Fisco Tasse e imposte Partita IVA: scopri se il concordato preventivo può farti risparmiare

Partita IVA: scopri se il concordato preventivo può farti risparmiare

Approfondisci il concordato preventivo biennale per partite IVA, con le nuove regole del 2025, vantaggi fiscali e strumenti digitali per aderire.

25 Giugno 2025 09:30

La ricerca di certezza fiscale per le partite IVA si arricchisce di uno strumento che promette stabilità e minori sorprese nei rapporti con il fisco: il concordato preventivo. Eppure, nonostante la sua presentazione come una delle grandi novità del 2025, questa soluzione fatica a conquistare la fiducia degli operatori economici, complice una partenza a rilento e un quadro normativo che, tra aggiornamenti e correttivi, sembra ancora in cerca di un equilibrio.
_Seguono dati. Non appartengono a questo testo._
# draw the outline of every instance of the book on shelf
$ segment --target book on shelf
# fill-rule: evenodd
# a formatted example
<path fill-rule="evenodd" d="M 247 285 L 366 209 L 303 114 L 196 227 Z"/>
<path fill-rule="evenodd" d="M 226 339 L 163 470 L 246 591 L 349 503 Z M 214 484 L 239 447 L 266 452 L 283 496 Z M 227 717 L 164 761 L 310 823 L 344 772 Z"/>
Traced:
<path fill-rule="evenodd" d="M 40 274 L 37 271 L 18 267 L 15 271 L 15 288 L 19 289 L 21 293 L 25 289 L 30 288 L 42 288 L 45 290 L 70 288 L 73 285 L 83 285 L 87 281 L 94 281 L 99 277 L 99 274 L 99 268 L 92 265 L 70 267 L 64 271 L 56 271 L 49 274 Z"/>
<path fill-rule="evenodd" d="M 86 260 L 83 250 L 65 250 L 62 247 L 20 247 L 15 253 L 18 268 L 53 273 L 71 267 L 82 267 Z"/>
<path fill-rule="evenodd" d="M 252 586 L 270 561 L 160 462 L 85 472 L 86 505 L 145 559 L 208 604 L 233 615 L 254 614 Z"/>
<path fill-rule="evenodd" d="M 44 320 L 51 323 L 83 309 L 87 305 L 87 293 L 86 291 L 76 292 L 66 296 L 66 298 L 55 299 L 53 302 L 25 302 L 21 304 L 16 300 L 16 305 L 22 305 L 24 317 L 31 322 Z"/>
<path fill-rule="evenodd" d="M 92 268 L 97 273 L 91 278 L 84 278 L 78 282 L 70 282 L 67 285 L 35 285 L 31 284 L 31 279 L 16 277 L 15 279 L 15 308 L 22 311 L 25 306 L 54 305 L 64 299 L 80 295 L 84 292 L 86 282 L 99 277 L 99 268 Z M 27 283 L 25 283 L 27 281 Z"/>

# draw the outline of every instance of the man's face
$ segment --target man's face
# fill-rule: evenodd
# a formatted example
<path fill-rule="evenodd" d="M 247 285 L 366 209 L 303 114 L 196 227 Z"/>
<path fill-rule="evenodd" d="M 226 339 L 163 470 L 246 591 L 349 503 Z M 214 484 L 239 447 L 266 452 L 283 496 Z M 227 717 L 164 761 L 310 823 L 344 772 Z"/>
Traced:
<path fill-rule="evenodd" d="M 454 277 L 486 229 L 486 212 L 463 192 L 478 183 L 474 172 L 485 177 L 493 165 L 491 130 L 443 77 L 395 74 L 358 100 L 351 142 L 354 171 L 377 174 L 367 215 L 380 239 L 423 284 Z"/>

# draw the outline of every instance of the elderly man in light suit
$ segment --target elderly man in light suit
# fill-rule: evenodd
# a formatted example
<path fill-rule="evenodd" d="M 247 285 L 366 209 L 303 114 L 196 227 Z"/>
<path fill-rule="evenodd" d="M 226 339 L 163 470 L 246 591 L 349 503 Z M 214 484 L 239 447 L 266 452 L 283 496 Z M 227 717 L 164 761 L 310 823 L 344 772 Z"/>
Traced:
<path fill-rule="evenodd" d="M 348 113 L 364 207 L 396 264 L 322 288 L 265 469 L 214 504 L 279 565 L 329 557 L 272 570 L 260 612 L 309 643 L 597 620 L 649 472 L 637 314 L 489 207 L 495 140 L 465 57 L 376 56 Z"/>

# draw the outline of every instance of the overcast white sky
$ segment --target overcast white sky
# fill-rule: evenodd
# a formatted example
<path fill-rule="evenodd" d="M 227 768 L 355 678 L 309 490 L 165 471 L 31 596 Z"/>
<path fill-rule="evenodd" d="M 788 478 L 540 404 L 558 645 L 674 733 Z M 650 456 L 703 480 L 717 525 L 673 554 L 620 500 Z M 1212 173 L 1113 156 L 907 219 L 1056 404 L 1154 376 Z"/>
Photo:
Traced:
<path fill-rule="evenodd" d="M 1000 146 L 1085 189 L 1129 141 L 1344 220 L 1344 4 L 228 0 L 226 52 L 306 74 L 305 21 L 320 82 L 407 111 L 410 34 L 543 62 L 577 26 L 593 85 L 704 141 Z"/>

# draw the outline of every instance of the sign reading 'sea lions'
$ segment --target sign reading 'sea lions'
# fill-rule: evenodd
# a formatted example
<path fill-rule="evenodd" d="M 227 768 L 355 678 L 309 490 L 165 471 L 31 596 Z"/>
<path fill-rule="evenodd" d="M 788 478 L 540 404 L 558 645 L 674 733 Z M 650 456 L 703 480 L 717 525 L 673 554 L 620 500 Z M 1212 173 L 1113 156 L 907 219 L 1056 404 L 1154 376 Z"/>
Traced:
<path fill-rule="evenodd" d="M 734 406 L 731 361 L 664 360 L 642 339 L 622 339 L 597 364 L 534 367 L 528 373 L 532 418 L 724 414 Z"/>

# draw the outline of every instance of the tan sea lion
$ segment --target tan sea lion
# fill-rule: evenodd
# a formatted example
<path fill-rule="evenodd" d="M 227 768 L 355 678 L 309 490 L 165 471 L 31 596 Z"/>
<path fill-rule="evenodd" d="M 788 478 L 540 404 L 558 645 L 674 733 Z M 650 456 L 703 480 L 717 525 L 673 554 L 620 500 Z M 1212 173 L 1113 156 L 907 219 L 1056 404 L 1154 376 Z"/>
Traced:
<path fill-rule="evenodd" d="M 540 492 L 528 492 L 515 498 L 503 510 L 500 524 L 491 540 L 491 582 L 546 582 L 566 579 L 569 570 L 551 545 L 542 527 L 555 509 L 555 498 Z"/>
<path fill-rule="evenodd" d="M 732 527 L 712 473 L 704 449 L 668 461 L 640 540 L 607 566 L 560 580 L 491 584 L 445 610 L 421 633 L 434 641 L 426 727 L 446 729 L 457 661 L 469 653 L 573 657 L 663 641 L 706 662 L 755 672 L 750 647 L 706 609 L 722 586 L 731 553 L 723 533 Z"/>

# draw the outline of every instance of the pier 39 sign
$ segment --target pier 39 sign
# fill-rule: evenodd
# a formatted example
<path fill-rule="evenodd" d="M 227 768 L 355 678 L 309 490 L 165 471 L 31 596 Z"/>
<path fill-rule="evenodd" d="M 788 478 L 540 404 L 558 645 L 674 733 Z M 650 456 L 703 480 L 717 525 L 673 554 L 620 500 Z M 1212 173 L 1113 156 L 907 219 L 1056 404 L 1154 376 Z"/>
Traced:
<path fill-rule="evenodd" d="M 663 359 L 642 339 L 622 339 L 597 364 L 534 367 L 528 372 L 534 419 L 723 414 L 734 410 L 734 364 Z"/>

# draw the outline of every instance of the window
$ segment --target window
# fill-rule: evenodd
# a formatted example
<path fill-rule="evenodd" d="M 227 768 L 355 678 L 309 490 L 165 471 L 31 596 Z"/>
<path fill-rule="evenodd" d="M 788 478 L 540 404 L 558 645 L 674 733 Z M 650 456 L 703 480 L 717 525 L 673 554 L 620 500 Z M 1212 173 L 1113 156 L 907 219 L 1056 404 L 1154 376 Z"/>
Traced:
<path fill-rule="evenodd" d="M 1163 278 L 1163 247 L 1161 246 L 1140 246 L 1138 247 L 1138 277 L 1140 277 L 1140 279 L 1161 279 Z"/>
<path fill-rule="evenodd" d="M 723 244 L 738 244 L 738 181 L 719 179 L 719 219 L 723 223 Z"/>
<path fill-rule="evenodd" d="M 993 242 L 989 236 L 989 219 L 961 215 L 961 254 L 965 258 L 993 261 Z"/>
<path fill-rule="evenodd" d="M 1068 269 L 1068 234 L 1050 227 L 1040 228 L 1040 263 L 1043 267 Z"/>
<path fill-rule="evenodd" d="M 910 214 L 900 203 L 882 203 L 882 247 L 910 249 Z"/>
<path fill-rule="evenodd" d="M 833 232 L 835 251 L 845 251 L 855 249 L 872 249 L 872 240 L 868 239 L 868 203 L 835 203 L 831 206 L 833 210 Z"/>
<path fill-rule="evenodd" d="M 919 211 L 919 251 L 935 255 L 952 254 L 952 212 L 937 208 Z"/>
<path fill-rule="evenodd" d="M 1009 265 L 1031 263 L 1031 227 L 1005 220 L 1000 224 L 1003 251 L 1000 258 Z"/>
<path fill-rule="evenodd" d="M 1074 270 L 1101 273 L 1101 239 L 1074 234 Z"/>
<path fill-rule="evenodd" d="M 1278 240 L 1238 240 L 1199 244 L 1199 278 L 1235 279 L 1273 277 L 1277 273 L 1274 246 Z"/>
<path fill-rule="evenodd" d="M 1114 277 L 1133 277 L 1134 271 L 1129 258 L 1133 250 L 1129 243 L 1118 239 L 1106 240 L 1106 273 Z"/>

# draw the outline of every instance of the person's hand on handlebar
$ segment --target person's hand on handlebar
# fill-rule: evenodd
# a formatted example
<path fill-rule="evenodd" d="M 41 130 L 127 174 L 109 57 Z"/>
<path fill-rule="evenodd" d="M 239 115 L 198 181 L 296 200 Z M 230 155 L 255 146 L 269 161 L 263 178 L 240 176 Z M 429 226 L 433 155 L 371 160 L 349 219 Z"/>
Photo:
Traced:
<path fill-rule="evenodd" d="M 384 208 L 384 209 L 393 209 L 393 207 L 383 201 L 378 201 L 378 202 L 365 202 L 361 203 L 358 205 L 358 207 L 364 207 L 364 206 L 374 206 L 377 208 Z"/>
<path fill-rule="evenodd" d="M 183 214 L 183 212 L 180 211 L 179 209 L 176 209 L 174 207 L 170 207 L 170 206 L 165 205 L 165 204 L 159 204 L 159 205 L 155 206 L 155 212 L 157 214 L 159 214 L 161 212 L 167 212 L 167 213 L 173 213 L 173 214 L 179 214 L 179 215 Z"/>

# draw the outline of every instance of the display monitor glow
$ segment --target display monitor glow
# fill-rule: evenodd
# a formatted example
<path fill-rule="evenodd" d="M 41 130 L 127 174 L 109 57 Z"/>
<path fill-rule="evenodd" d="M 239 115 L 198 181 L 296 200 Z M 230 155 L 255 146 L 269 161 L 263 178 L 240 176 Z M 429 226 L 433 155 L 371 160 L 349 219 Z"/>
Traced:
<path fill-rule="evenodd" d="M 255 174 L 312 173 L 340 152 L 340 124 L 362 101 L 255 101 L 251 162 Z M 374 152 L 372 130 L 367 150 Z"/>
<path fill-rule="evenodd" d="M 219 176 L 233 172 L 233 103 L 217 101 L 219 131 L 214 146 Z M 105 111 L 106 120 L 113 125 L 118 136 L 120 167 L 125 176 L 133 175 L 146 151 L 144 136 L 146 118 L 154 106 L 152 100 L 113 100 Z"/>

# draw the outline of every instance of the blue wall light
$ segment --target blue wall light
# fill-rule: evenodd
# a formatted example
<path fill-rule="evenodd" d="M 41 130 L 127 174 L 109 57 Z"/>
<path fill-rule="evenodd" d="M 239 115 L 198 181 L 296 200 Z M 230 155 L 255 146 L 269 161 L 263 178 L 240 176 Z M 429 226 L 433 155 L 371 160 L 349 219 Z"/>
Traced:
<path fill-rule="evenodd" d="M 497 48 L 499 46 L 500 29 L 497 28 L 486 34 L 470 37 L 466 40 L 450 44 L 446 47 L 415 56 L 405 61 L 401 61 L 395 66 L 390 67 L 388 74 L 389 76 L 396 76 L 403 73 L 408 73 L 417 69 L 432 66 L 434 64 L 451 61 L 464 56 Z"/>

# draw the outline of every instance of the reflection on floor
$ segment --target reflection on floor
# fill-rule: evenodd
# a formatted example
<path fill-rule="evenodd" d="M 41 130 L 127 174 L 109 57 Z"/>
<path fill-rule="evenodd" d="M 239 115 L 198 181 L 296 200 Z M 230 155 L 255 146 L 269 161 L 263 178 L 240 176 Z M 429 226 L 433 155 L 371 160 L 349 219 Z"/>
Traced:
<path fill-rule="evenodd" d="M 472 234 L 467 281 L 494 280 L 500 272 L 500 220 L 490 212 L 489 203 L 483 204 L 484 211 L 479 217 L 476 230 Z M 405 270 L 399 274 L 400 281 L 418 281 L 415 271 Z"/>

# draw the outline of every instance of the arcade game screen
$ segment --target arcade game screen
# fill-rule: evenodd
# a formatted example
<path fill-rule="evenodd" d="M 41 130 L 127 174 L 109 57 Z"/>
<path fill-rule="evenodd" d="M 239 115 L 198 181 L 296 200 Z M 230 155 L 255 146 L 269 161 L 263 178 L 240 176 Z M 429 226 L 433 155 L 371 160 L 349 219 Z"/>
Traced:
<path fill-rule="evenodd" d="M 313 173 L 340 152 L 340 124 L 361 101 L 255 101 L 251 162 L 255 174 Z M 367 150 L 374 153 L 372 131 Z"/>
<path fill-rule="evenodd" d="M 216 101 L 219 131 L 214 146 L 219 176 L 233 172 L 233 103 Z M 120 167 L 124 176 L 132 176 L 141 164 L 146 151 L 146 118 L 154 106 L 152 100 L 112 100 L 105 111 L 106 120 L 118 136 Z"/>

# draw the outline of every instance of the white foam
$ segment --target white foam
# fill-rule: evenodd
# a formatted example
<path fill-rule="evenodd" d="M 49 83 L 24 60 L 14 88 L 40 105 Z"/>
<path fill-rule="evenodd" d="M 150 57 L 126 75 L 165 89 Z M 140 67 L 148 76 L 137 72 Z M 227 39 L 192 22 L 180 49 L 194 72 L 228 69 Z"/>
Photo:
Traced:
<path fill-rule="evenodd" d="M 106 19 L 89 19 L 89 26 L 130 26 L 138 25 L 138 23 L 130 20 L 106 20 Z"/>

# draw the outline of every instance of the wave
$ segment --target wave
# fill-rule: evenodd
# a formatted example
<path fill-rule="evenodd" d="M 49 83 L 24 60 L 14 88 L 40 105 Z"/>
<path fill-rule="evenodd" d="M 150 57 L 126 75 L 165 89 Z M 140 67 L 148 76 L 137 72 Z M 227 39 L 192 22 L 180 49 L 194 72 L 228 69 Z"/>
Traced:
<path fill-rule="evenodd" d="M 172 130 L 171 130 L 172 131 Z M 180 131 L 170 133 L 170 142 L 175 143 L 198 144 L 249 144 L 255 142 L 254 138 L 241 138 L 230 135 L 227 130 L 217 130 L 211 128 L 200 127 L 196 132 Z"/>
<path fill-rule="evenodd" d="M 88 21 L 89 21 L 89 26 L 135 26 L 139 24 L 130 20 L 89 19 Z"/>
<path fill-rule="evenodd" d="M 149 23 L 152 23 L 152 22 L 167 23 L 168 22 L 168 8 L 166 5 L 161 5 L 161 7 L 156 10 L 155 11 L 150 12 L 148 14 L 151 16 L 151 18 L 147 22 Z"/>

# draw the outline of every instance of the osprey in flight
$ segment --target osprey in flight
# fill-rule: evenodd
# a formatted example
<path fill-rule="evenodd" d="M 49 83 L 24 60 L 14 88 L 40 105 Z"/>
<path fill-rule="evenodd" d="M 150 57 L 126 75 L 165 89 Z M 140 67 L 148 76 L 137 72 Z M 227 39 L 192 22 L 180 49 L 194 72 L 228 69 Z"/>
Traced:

Proviamo allora a fare chiarezza, per capire se davvero conviene mettersi al riparo sotto l’ombrello del concordato.

Un patto con il fisco: come funziona il concordato preventivo

Il concordato preventivo si presenta come un patto biennale con il fisco, grazie al quale le partite IVA possono stabilire in anticipo il proprio reddito imponibile e, di conseguenza, le imposte da versare per due anni.

L’Agenzia delle Entrate elabora una proposta personalizzata, incrociando i dati fiscali con gli Indici Sintetici di Affidabilità (ISA), che il contribuente può accettare in cambio di benefici tangibili: meno controlli e maggiore tranquillità nei rapporti con l’amministrazione. Non si tratta di una scelta “al buio”: strumenti digitali come “RedditiOnline” e il software “Il tuo Isa” aiutano a valutare la convenienza dell’adesione, semplificando i calcoli e fornendo simulazioni mirate.

Soglie, limiti e nuovi paletti: cosa cambia nel 2025

Uno degli aspetti più discussi riguarda le soglie minime di reddito, differenziate in base all’attività svolta: si va dai 25.912 euro per le farmacie ai 14.450 euro per gli studi medici, solo per citare alcuni casi emblematici.

Se il reddito effettivo supera quello concordato di oltre 85.000 euro, scattano imposte aggiuntive calcolate secondo le aliquote marginali IRPEF o, per le società, al 24%. La vera novità è però l’esclusione dei contribuenti forfettari dal meccanismo: una scelta dettata dalla scarsa adesione registrata nella fase sperimentale, che costringerà molti professionisti a rivalutare le proprie strategie fiscali.

Opportunità o rischio? La partita aperta della certezza fiscale

Nonostante i risultati iniziali poco incoraggianti – solo il 2% di adesioni nel 2024 – il concordato preventivo resta una potenziale opportunità per chi desidera mettere ordine nei rapporti con il fisco.

Il recente decreto correttivo ha allungato i termini per l’adesione e reso più articolato il sistema di calcolo delle imposte in caso di superamento delle soglie, segno che la macchina normativa è ancora in fase di rodaggio.

Serve però, e lo si percepisce tra gli addetti ai lavori, una maggiore chiarezza normativa per trasformare il concordato in una scelta davvero appetibile e non solo in una delle tante promesse di semplificazione fiscale.